À la Ligue de Défense des Conducteurs, nous sommes loin de rester les bras croisés. Rappelons que si elles occupent une place marginale dans la politique de sécurité routière en France, les infrastructures routières jouent un rôle prédominant dans l’accidentologie. En effet, dans 30 % des accidents mortels, elles apparaissent comme l’un des facteurs en cause… C’est pourquoi nous avons créé notre plateforme de signalement de zones dangereuses, Activ’Route. Entre le site (www.activroute.org) et l’appli téléchargeable gratuitement sur les smartphones, nous invitons tous les conducteurs à devenir acteurs de la sécurité routière, en identifiant tous les défauts de la route qui leur apparaissent comme susceptibles de provoquer un accident. À nous ensuite de transférer les signalements qu’ils nous font parvenir aux gestionnaires de voirie concernés… et de nous assurer que le « problème » aura bien droit à toute leur attention. Pour comprendre le fonctionnement d’Activ’Route, cliquez ici. Nous avons d’ailleurs noté que grâce à la forte médiatisation dont nous avons bénéficié à l’occasion de la publication du rapport de l’ONR, le nombre de « dossiers » que nous devons traiter a bondi !

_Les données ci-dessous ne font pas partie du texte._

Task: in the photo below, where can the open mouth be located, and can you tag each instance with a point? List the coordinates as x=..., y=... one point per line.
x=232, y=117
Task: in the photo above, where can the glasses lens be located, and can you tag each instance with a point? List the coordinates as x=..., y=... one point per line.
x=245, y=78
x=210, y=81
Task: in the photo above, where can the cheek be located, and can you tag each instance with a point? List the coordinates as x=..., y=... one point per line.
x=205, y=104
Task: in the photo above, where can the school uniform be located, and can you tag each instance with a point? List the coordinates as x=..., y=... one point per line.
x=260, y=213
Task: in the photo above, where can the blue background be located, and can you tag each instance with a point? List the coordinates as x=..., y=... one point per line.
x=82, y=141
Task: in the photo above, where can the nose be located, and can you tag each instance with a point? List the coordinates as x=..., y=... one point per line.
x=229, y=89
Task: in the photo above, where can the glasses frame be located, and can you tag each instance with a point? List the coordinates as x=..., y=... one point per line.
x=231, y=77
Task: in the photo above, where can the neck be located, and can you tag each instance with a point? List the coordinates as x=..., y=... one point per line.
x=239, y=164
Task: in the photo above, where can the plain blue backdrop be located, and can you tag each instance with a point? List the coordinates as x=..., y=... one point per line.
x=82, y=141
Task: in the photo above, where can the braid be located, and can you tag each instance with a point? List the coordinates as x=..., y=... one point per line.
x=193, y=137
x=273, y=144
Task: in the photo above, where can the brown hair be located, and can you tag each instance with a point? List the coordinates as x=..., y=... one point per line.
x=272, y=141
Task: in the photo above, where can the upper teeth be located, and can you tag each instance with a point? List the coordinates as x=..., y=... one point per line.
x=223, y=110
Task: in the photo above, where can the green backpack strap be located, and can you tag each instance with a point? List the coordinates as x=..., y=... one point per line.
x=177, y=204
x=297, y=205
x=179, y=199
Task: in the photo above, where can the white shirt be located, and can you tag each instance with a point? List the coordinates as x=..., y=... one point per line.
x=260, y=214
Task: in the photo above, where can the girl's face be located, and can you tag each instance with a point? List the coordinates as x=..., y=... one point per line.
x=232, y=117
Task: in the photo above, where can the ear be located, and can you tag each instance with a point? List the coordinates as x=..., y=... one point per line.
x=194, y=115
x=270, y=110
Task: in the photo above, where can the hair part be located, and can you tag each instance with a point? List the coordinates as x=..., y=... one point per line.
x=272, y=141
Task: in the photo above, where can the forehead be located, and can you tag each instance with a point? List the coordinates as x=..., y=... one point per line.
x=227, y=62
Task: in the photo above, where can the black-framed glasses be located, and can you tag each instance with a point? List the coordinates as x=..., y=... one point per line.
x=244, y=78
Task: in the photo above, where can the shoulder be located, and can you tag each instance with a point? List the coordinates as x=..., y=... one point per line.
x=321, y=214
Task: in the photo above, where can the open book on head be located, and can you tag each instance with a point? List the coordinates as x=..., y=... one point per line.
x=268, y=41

En attendant (longtemps ?) que l’état des routes redevienne une réelle préoccupation de nos hauts dirigeants politiques, n’hésitez pas à rejoindre notre communauté d’Activ’Routeurs. Car tous ensemble, nous devons préserver notre droit à circuler librement sur des routes en bon état.

* L’IDRRIM (Institut des Routes, des Rues et des Infrastructures pour la Mobilité) fédère l’ensemble des acteurs publics et privés de la communauté des infrastructures de transport. Son objectif est de proposer des solutions aux problématiques que peuvent rencontrer ces acteurs afin d’avoir une meilleure homogénéisation du réseau routier. Le rapport se base sur un échantillon de 64 départements et de 6 métropoles, soit environ 267 000 kilomètres de voirie. Pour rappel, sur les 1,1 million de kilomètres de routes que compte notre pays, 705 000 km sont gérés par les communes, 378 900 par les départements, 9 300 par les sociétés concessionnaires d’autoroutes et… 11 600 par l’État (source : Union routière de France).